Her silence, I accepted as consent and read from Psalm 103. “Bless the Lord, O my soul, and forget not all His benefits.”
“Have there been no divine benefits during this past year?” I ventured. Her face relaxed as if this were a new thought, but she offered no answer.
“Was your vacation with your friends not pleasant?” She nodded an assent. Several more questions were asked. All required and received and affirmative. We then averred that we really had to thank God for the past.
In the centre of the Psalm we read, “The mercy of the Lord is from, everlasting to everlasting.” Remarks were made to the effect that God would not change; time did not influence Him; what He had been, He would be.
Pent-up feelings burst, a stifled sob drew my eyes from the page to the tear-stained face. Again the words tumbled over each other.
“The past is gone,” impetuously she stated, and the future is not yet; it is now, right, now, that bothers me. I have never been like this before; I cannot understand.”

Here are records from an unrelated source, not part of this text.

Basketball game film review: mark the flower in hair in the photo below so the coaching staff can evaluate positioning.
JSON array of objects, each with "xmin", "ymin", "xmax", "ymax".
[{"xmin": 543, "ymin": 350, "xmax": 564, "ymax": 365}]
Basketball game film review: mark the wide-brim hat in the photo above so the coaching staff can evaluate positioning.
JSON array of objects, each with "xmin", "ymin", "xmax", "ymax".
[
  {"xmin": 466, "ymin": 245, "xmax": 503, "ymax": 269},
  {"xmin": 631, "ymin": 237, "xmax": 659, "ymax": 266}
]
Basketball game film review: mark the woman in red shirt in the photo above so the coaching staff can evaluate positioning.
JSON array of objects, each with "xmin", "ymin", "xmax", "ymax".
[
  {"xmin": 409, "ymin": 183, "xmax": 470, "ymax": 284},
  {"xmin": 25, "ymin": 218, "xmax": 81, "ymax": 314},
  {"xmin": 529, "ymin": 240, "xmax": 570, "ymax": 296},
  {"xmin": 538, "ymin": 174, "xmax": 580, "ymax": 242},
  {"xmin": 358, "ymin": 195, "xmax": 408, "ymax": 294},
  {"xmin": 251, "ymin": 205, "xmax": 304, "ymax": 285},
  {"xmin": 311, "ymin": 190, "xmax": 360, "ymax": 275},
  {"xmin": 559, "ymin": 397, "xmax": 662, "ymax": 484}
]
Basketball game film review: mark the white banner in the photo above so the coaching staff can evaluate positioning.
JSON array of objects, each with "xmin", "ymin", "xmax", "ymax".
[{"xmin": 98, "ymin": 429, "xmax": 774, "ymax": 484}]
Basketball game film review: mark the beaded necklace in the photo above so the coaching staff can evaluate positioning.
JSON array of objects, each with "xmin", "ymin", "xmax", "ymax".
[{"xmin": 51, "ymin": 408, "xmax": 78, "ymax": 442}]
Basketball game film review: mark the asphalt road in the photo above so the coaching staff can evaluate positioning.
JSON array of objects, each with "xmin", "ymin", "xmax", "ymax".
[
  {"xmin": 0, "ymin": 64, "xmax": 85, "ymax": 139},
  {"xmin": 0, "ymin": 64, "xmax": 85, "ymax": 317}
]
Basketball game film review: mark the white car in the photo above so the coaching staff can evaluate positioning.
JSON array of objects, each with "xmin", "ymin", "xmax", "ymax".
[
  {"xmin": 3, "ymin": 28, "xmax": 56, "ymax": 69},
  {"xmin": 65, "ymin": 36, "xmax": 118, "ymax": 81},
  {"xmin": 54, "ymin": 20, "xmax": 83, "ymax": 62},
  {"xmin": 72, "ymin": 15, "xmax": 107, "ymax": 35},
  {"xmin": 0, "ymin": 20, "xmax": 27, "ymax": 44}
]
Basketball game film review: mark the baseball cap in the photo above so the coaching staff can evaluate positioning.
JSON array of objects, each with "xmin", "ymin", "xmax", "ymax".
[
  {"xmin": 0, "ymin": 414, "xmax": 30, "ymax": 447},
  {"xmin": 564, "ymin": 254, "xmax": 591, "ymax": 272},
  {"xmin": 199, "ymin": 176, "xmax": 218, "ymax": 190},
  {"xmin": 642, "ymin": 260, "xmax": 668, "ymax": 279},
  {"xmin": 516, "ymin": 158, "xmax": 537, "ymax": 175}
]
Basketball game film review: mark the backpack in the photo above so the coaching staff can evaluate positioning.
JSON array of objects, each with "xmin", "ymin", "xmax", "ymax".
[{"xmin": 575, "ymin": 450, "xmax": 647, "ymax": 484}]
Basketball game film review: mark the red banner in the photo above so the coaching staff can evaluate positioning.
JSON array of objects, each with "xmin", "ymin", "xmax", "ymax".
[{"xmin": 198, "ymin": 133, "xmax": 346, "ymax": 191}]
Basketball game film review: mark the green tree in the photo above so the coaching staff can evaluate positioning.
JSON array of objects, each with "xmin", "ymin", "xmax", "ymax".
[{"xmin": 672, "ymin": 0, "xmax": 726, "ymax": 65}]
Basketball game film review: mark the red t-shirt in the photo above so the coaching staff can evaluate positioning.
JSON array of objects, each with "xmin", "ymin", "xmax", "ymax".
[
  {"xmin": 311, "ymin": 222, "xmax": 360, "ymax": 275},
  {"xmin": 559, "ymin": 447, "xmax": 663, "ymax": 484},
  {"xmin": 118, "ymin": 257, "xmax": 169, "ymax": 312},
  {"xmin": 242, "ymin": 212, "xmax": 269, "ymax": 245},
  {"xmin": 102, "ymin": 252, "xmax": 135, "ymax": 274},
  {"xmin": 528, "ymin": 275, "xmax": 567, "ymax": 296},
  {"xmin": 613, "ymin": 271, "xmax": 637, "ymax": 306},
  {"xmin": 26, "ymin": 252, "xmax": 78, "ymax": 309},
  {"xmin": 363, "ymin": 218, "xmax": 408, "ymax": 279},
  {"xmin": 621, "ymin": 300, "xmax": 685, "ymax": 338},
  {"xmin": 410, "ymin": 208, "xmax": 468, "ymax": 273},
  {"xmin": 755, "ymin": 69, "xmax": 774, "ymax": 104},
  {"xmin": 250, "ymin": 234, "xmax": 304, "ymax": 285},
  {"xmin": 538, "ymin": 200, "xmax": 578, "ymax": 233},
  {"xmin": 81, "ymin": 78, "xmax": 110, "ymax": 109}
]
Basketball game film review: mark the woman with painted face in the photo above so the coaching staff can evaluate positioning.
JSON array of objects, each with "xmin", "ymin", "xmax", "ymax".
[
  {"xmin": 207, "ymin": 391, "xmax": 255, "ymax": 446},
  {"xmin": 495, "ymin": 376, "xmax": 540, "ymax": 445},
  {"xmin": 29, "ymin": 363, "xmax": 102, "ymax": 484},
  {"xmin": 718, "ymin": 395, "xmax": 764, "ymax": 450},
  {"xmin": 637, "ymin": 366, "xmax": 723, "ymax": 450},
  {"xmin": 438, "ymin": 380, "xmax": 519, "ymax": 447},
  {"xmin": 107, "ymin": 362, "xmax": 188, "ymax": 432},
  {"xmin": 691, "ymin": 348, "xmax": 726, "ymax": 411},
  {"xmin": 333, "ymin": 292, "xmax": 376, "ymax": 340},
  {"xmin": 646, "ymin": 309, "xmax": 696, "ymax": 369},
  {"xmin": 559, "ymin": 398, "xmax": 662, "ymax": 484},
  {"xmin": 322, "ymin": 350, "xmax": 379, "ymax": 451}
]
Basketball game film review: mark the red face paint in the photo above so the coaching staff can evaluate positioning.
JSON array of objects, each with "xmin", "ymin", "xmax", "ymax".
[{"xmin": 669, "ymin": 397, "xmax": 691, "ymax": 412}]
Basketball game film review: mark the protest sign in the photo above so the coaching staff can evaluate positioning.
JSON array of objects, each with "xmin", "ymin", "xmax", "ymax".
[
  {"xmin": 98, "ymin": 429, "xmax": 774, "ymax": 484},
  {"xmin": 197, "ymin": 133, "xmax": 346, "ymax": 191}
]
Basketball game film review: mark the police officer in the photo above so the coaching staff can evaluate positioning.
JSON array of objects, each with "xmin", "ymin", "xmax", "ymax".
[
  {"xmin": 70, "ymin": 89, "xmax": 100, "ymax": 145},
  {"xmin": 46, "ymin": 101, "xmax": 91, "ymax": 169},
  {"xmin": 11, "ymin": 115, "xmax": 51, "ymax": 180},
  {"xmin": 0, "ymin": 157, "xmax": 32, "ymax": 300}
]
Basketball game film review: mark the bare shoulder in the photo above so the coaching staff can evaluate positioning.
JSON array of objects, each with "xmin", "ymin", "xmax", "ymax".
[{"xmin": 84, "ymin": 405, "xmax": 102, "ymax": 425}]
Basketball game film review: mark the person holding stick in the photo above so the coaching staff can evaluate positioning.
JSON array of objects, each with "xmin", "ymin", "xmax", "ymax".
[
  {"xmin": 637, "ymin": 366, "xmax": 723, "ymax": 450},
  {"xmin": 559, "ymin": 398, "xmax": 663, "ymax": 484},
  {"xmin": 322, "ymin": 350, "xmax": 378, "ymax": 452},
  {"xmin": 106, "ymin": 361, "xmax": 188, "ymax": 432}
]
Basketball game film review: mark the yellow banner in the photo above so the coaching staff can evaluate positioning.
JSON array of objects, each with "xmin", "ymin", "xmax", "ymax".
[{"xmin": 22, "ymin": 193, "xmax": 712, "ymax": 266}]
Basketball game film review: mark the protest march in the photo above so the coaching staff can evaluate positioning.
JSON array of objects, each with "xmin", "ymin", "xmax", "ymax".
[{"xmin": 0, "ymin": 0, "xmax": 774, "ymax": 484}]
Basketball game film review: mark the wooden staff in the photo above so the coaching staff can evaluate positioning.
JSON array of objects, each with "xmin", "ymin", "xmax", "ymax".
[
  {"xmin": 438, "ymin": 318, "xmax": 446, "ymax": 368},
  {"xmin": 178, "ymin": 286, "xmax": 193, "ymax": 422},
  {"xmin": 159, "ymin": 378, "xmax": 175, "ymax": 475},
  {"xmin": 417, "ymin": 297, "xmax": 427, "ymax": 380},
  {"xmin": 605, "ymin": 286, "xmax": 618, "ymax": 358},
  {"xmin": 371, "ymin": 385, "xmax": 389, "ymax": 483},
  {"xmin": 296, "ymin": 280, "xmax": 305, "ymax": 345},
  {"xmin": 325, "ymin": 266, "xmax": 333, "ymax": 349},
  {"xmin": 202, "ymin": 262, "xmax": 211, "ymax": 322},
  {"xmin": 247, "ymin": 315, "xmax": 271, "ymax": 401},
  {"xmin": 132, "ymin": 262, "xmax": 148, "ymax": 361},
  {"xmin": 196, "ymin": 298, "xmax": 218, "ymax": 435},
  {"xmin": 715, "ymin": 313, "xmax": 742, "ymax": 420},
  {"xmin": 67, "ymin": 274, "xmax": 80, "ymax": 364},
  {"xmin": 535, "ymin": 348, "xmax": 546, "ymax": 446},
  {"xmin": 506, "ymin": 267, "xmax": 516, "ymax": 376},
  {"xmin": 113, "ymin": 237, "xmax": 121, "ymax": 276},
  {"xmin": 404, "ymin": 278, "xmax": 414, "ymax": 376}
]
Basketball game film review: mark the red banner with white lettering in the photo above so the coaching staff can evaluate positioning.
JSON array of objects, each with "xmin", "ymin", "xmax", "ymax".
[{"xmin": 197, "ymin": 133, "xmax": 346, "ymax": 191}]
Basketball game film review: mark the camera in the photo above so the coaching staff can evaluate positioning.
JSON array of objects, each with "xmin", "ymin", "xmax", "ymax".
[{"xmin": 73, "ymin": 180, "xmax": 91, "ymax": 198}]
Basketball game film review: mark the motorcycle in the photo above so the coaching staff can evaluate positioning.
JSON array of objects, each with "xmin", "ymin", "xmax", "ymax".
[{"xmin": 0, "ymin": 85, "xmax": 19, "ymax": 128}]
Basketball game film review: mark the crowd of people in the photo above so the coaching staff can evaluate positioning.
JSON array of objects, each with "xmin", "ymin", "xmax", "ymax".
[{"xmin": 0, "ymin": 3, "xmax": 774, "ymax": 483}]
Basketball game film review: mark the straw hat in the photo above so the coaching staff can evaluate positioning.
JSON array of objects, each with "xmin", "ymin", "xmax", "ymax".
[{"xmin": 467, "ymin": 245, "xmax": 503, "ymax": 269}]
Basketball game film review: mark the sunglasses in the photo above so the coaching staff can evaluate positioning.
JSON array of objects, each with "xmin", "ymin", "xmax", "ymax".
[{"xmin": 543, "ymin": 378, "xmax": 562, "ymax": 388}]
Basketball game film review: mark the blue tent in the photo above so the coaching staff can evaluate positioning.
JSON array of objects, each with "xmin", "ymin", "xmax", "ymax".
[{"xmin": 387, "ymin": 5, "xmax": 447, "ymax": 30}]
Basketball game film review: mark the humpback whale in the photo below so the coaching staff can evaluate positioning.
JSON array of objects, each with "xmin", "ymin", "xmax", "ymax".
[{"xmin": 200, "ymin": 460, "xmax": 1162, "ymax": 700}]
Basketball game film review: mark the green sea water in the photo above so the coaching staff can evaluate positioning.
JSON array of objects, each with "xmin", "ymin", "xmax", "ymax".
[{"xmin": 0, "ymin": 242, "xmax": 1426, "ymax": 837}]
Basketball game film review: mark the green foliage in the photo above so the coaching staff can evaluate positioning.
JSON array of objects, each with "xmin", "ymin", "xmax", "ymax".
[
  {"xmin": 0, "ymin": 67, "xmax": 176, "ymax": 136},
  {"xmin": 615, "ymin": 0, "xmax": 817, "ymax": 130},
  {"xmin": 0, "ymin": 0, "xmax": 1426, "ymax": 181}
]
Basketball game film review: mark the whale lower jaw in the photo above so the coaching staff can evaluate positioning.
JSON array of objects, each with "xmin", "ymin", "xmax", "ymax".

Once more we turned to Psalm 103 and read of God’s contemporary attitude toward His people: “As a father pitieth his children, so the Lord pitieth them that fear Him. He knoweth our frame; He remembereth that we are dust.”
A quietness seemed to fill the room. The uneasiness subsided. A calmness settled upon us a we bowed in prayer.
To such a Father with His faithfulness, sympathy, knowledge and keen memory we all should commit ourselves. Our pilgrimage becomes shorter as the years parade past. As ever and always, “He abideth faithful” (2 Tim. 2:13).